Bisnis.com, JAKARTA — Startup kecerdasan buatan (artificial intelligence/AI) Perplexity mengajukan penawaran US$34,5 miliar atau setara Rp562,28 triliun (kurs US$1=Rp16.298) untuk mengakuisisi peramban (browser) Chrome milik Google, langkah berani di tengah kemungkinan kewajiban divestasi dalam perkara antitrust AS.
Melansir Bloomberg pada Rabu (13/8/2025), juru bicara Perplexity mengatakan penawaran yang tidak diminta itu dikirim pada Selasa (12/8/2025) pagi waktu setempat ke Google, anak usaha Alphabet Inc., dan akan didanai dengan dukungan investor eksternal.
Langkah tersebut menyusul minat serupa dari rivalnya, OpenAI, untuk membeli Chrome—bersama perangkat lunak open-source Chromium—yang menjadi pintu utama pengguna mengakses internet di PC.
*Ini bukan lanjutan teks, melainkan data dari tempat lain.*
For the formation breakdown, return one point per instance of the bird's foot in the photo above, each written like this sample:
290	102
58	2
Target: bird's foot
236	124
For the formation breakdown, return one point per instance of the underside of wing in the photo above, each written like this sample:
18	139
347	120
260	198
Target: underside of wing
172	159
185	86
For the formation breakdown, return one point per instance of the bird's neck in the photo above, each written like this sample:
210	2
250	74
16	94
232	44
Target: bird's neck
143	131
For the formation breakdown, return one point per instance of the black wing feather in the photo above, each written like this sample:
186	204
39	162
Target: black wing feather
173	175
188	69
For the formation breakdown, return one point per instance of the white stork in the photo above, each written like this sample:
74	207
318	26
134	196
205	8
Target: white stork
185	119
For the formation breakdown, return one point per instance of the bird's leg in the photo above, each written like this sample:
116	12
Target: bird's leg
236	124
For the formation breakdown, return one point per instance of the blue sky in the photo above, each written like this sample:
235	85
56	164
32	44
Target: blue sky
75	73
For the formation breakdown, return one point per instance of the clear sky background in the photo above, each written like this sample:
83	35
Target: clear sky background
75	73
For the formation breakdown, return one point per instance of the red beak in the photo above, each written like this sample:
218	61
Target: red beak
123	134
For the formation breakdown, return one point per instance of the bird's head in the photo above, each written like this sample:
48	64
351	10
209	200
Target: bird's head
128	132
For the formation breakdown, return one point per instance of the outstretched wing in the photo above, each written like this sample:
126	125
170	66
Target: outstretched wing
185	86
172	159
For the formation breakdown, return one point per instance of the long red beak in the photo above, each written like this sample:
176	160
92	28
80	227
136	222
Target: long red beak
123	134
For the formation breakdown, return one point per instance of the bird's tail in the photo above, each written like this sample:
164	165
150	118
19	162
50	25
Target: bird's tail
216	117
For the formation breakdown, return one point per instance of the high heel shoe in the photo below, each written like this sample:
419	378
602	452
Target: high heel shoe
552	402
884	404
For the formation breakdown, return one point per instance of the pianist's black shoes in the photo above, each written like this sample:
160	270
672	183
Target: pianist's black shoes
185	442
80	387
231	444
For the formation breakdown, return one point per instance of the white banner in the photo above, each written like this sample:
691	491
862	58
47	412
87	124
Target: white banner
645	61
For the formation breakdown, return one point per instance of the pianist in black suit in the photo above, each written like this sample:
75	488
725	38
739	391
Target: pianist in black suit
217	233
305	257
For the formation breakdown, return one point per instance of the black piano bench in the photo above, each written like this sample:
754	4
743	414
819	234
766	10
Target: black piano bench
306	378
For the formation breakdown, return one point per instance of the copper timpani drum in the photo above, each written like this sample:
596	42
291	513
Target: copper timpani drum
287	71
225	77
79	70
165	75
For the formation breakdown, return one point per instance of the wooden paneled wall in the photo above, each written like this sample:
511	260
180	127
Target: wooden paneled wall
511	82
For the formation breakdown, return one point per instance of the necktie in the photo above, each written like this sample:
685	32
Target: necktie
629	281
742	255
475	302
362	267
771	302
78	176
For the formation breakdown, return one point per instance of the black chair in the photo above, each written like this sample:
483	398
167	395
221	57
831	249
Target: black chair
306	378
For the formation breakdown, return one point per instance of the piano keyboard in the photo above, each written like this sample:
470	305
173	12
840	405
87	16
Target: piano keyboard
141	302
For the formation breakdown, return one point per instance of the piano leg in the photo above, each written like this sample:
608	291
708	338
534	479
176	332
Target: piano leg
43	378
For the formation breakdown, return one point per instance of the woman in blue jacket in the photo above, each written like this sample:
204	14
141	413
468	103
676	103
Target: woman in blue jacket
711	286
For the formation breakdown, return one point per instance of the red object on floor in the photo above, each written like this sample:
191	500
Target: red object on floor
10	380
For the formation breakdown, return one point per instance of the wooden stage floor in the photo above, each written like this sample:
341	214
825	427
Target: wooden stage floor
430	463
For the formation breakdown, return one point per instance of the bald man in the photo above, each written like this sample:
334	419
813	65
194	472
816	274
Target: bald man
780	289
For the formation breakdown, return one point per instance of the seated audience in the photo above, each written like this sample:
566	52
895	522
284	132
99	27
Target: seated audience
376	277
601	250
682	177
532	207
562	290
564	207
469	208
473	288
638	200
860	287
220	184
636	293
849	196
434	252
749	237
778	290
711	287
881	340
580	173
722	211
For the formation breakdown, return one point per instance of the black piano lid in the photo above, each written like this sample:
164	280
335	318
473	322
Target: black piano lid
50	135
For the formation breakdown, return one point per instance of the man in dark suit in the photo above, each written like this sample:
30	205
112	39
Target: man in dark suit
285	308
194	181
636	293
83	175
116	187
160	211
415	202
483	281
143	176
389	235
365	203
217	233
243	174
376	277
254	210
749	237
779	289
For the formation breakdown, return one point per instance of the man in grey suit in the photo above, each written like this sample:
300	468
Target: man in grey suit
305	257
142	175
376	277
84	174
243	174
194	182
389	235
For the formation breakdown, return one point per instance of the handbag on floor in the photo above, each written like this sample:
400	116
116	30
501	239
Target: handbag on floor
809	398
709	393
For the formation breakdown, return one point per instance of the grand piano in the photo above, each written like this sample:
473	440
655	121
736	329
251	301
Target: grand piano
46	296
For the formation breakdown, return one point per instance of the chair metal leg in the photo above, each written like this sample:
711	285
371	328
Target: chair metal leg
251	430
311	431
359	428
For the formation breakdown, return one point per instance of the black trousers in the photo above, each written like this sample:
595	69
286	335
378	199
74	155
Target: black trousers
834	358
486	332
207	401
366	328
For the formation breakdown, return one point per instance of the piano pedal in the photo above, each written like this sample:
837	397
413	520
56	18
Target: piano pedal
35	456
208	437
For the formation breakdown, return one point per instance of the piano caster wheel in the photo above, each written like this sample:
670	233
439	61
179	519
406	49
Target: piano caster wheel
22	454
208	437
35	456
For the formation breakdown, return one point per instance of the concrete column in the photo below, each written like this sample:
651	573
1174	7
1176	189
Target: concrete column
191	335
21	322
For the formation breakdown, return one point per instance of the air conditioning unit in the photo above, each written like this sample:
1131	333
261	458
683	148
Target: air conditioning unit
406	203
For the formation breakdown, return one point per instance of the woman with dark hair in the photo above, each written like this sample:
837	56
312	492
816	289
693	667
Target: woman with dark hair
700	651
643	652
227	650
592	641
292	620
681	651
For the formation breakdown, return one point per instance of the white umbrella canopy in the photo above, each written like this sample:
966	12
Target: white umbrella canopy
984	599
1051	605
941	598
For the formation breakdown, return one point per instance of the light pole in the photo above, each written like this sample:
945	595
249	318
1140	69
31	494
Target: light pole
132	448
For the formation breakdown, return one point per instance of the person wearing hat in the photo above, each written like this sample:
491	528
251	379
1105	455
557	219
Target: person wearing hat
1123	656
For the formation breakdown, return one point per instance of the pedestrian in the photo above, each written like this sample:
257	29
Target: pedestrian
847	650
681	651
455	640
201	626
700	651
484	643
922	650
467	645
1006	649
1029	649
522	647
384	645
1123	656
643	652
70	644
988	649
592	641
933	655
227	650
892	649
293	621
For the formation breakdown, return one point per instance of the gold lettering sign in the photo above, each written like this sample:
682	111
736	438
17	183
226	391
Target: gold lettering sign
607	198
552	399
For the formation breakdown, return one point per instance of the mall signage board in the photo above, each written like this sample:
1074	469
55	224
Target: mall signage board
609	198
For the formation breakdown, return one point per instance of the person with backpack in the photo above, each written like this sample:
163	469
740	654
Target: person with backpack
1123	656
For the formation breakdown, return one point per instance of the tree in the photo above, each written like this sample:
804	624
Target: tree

Jika penawaran diterima dan disetujui, Perplexity berencana menggelontorkan investasi US$3 miliar dalam dua tahun untuk Chrome dan Chromium, serta mempertahankan sebagian besar talenta Chrome.
Perusahaan juga menegaskan tawarannya tidak mencakup kepemilikan saham di Perplexity guna menghindari masalah antimonopoli. Perplexity juga menegaskan tidak akan melakukan modifikasi diam-diam pada Chrome.
“Ini bagian dari komitmen kami terhadap kontinuitas dan pilihan bagi pengguna, yang juga akan dipandang sebagai upaya menjaga stabilitas bagi Google dan pengiklannya,” tulis juru bicara Perplexity.
Adapun, Google menolak berkomentar terkait kabar ini. Perusahaan menyatakan akan mengajukan banding atas putusan hakim yang menyatakan Google secara ilegal memonopoli pasar pencarian daring, sehingga upaya penyelesaian dapat tertunda berbulan-bulan bahkan bertahun-tahun.
Google juga berencana menentang setiap putusan yang mewajibkan pelepasan Chrome, dengan menawarkan opsi alternatif berupa penyesuaian perjanjian pencarian default dengan Apple, Mozilla, dan Android guna membuka persaingan pasar.
Pemerintah AS sebelumnya meminta Google untuk menjual Chrome dan melisensikan data pencarian kepada pesaing, setelah Hakim Distrik AS Amit Mehta memutuskan tahun lalu bahwa Google memonopoli pencarian internet secara ilegal. Putusan akhir terkait langkah korektif untuk mencegah monopoli diperkirakan keluar dalam beberapa hari mendatang.
Perplexity yang berbasis di San Francisco, AS, selama ini berupaya merebut pengguna Google dengan layanan pencarian berbasis AI. Awal tahun ini, perusahaan mengantongi pendanaan US$100 juta yang menempatkan valuasinya di angka US$18 miliar. Hal ini memunculkan pertanyaan soal kemampuan Perplexity mengeksekusi penawaran pembelian Chrome.
“Kami telah mendapatkan komitmen penuh pembiayaan dari sejumlah dana investasi besar,” ujar Chief Business Officer Perplexity, Dmitry Shevelenko, tanpa menyebutkan nama investor.
Namun, analis Robert W. Baird & Co., Colin Sebastian, menilai tawaran tersebut sangat meremehkan nilai aset Chrome yang ia perkirakan mendekati US$100 miliar.
Menurutnya, pemisahan paksa juga kecil kemungkinan terjadi karena berpotensi merugikan pengguna melalui penurunan kualitas dan keandalan produk, serta kerumitan memisahkan Chrome dari ekosistem Google ketika solusi alternatif tersedia.
Sebelumnya, Perplexity juga sempat mengajukan penawaran kepada ByteDance Ltd., induk TikTok, untuk menggabungkan operasionalnya di AS demi membentuk entitas baru—langkah yang diambil di tengah ancaman larangan TikTok di Negeri Paman Sam.
Minat terhadap bisnis peramban web meningkat seiring perusahaan AI berlomba mengembangkan agen digital yang mampu menangani belanja daring dan tugas lain bagi pengguna. Perplexity sendiri tengah menyiapkan peluncuran peramban baru bernama Comet yang dilengkapi agen AI.